La palabra "corre" resonó en los oídos de Paulina como un disparo en la noche. Su mente se paralizó por un instante, pero su cuerpo reaccionó por instinto. Trastabilló, recuperó el equilibrio con la gracilidad de una bailarina y se lanzó hacia adelante, dejando atrás el murmullo constante del aeropuerto.
Roberto contempló asombrado cómo Paulina, tras ese breve tropiezo, se transformaba en una flecha disparada hacia el horizonte. La adrenalina le impidió acercarse a ayudarla; ella ya era apenas una silueta difusa entre la multitud.
—¡Es ella! ¡Atrápenla! —La voz ronca de uno de sus perseguidores atravesó el bullicio del aeropuerto como un trueno lejano.
Roberto se despojó de sus zapatos en un movimiento fluido. La advertencia de la presidenta Torres resonaba en su memoria como una burla del destino: París sería un refugio seguro. Sin embargo, desde que abordaron el avión, un presentimiento oscuro se había instalado en su pecho, y ahora la realidad confirmaba sus peores temores.
Las suelas de sus pies descalzos golpeaban contra el suelo pulido mientras esquivaba viajeros y maletas. Su respiración agitada marcaba el ritmo de una carrera desesperada, pero Paulina se había desvanecido como la niebla ante el sol.
"No puede ser", pensó Roberto con amargura. "El que debería preocuparse por su seguridad soy yo."
Paulina, por su parte, se detuvo tras una carrera vertiginosa. Su pecho subía y bajaba como las olas del mar mientras giraba sobre sí misma, buscando en todas direcciones. El flujo constante de pasajeros continuaba su marcha rutinaria, pero Roberto había desaparecido sin dejar rastro.
"¿Qué está pasando?", murmuró para sí misma, desconcertada. La orden de Roberto había despertado en ella un terror primitivo que la impulsó a huir sin mirar atrás.
Sus dedos temblorosos buscaron el teléfono en su bolsillo, pero antes de poder marcar, la escena ante sus ojos se transformó en una pesadilla. Roberto emergió entre la multitud, perseguido por dos hombres de sombreros negros. Detrás de ellos, como una manada de lobos, surgieron más perseguidores.
—¿Señorita Torres, a qué debo el placer? —Su voz aterciopelada destilaba un dejo de diversión.
Paulina, todavía envuelta en sí misma como una hoja de otoño, percibió una presión sobre su espalda. Al escuchar aquella voz tan familiar y a la vez tan ajena, un temblor involuntario recorrió su cuerpo.

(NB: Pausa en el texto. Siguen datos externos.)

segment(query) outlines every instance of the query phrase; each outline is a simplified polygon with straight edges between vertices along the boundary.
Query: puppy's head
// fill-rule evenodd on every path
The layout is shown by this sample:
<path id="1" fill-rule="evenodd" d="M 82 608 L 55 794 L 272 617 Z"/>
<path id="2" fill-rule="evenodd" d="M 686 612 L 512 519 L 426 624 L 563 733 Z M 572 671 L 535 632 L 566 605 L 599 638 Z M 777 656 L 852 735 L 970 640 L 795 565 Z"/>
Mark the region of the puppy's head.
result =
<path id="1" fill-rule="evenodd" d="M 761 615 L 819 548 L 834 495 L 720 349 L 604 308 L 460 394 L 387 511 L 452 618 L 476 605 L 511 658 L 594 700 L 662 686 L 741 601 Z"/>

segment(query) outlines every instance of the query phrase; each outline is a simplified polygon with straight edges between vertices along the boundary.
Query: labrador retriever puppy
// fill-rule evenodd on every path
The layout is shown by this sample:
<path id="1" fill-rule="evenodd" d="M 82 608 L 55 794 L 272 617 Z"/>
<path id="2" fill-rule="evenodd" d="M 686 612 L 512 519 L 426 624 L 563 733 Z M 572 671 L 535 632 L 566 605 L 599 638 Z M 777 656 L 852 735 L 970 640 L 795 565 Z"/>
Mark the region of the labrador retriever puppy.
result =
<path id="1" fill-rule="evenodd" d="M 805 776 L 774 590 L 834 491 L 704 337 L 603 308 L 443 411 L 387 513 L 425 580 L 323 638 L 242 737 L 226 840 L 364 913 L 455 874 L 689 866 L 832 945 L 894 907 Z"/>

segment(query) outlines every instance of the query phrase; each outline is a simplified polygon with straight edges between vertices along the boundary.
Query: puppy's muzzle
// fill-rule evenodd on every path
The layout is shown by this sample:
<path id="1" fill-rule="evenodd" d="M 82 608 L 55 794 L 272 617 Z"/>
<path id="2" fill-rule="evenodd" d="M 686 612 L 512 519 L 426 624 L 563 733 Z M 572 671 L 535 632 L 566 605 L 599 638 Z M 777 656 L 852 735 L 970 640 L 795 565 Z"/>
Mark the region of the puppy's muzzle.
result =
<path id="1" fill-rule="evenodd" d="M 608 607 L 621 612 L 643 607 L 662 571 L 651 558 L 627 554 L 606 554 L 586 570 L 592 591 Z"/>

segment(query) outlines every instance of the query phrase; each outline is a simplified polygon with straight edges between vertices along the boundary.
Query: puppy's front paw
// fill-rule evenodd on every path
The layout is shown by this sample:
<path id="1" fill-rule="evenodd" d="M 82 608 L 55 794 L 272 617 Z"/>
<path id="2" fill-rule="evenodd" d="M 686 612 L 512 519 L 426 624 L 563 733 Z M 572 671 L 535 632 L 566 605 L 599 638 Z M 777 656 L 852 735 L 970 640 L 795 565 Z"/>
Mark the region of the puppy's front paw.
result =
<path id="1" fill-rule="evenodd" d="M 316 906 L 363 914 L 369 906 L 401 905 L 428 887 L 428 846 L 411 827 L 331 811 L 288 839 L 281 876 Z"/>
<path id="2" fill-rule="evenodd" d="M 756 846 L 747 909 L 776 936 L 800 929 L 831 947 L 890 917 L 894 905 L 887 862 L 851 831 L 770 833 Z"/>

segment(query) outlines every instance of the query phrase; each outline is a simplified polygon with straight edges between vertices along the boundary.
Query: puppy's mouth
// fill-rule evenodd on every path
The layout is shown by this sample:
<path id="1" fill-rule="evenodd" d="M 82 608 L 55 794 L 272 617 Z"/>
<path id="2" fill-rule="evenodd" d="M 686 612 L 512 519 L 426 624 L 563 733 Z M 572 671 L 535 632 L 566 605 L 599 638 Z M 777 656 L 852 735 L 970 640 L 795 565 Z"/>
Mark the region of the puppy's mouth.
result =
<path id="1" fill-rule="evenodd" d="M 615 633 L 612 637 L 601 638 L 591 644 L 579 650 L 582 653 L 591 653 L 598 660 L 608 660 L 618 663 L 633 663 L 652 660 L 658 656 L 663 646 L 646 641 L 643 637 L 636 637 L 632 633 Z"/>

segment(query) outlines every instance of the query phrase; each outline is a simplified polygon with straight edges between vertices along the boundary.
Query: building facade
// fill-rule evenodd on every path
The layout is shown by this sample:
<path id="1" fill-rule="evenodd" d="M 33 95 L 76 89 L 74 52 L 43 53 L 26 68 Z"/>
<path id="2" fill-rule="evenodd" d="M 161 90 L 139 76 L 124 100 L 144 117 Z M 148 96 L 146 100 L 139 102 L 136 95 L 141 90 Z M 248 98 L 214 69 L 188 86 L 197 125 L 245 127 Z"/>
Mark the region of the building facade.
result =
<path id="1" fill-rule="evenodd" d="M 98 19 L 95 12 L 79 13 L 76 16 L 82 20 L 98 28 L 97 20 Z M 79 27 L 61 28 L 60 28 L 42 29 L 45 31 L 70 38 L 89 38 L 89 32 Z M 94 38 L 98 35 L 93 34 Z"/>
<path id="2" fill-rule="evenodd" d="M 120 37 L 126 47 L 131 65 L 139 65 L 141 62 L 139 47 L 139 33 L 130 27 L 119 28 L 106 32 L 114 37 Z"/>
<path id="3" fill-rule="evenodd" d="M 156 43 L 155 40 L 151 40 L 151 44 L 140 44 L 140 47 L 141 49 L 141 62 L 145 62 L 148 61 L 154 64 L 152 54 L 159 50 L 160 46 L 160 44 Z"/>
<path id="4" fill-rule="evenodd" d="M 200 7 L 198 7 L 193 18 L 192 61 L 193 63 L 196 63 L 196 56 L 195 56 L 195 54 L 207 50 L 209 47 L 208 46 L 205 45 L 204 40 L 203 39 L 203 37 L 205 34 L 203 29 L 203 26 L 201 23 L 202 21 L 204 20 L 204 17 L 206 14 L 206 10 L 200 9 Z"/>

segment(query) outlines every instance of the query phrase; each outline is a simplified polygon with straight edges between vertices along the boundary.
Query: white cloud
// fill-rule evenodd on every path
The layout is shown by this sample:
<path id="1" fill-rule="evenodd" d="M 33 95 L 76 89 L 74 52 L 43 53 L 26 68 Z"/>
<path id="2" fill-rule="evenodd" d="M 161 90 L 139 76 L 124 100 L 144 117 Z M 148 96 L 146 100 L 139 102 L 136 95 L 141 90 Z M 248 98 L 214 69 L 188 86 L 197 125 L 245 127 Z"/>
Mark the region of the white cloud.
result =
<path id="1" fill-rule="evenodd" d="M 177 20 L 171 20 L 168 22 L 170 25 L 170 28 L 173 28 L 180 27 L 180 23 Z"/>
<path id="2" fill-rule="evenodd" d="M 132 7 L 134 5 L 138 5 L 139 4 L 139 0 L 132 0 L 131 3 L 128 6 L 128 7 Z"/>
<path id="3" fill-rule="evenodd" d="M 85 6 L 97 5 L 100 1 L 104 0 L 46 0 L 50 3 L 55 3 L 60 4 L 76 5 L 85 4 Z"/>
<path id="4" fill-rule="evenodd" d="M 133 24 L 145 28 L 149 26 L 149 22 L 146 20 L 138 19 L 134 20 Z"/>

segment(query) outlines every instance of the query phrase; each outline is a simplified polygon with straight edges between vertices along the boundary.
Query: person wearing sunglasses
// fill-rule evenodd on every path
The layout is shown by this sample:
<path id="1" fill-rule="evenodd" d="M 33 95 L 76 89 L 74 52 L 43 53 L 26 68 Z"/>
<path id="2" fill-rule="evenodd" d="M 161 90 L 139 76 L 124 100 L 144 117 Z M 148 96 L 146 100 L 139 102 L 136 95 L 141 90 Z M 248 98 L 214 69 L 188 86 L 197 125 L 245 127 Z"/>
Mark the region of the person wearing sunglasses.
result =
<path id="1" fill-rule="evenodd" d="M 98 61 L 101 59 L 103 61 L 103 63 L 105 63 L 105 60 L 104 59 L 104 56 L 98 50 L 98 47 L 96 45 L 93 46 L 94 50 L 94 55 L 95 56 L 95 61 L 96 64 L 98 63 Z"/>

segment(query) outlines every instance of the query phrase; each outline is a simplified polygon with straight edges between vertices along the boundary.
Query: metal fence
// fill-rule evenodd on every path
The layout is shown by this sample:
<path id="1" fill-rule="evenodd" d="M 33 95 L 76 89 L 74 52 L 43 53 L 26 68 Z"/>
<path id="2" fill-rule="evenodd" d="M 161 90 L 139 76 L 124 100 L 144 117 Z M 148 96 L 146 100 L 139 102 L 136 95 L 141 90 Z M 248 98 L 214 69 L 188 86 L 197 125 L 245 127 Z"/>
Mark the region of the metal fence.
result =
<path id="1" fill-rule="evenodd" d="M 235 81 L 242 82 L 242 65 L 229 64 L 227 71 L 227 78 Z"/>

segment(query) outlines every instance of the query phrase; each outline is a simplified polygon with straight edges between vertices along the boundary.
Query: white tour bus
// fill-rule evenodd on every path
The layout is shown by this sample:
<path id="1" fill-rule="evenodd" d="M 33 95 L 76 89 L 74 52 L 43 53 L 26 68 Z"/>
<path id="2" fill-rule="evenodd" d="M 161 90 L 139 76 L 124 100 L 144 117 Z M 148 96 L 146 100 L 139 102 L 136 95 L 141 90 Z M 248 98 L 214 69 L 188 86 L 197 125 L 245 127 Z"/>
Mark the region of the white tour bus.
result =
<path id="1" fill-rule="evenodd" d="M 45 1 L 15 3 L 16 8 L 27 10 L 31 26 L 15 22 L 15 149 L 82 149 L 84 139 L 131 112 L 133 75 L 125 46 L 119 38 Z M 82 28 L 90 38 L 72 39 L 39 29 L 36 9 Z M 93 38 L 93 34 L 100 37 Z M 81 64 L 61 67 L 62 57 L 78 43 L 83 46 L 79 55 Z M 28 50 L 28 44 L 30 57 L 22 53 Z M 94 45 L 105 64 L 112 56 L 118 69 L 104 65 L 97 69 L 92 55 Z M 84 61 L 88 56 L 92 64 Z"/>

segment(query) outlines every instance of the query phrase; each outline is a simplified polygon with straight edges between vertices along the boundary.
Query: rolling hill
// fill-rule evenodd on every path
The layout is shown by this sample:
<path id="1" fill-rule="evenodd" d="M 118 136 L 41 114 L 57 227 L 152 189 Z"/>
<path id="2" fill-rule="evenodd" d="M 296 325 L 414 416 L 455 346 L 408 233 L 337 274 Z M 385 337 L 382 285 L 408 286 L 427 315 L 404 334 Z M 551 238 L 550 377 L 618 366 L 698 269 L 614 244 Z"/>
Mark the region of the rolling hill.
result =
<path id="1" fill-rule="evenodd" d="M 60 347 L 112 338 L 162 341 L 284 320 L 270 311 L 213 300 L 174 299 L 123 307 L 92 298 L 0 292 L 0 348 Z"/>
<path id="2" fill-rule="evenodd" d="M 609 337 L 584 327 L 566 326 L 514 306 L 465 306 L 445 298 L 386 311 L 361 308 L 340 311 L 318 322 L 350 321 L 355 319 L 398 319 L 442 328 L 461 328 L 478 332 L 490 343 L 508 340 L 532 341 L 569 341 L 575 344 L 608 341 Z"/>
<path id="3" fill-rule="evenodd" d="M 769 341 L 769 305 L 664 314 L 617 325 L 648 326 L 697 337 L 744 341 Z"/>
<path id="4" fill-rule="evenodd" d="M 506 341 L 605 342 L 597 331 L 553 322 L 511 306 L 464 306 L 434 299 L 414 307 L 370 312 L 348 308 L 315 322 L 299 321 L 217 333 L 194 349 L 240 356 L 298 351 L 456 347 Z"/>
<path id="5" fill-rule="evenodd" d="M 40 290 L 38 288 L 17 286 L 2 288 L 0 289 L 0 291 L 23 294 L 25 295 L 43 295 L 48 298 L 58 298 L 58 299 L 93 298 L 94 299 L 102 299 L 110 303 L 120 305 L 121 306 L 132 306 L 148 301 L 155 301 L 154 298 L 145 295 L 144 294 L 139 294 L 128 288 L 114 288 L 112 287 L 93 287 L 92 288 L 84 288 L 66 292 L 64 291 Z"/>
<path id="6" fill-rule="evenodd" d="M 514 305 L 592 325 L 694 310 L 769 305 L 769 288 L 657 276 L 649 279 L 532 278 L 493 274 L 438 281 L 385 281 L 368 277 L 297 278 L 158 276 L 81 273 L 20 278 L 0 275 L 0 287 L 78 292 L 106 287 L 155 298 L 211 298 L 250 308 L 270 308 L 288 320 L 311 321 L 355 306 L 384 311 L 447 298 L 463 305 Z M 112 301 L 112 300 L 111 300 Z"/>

Con movimientos cautos, alzó la mirada. A través del espacio entre las piernas de Carlos, sus ojos se encontraron con aquella mirada que solía ser tan distante, ahora teñida de un brillo divertido.
—Señor Garnier, qué gusto verlo —respondió Paulina con una sonrisa tensa que contrastaba con la tormenta de emociones que agitaba su interior.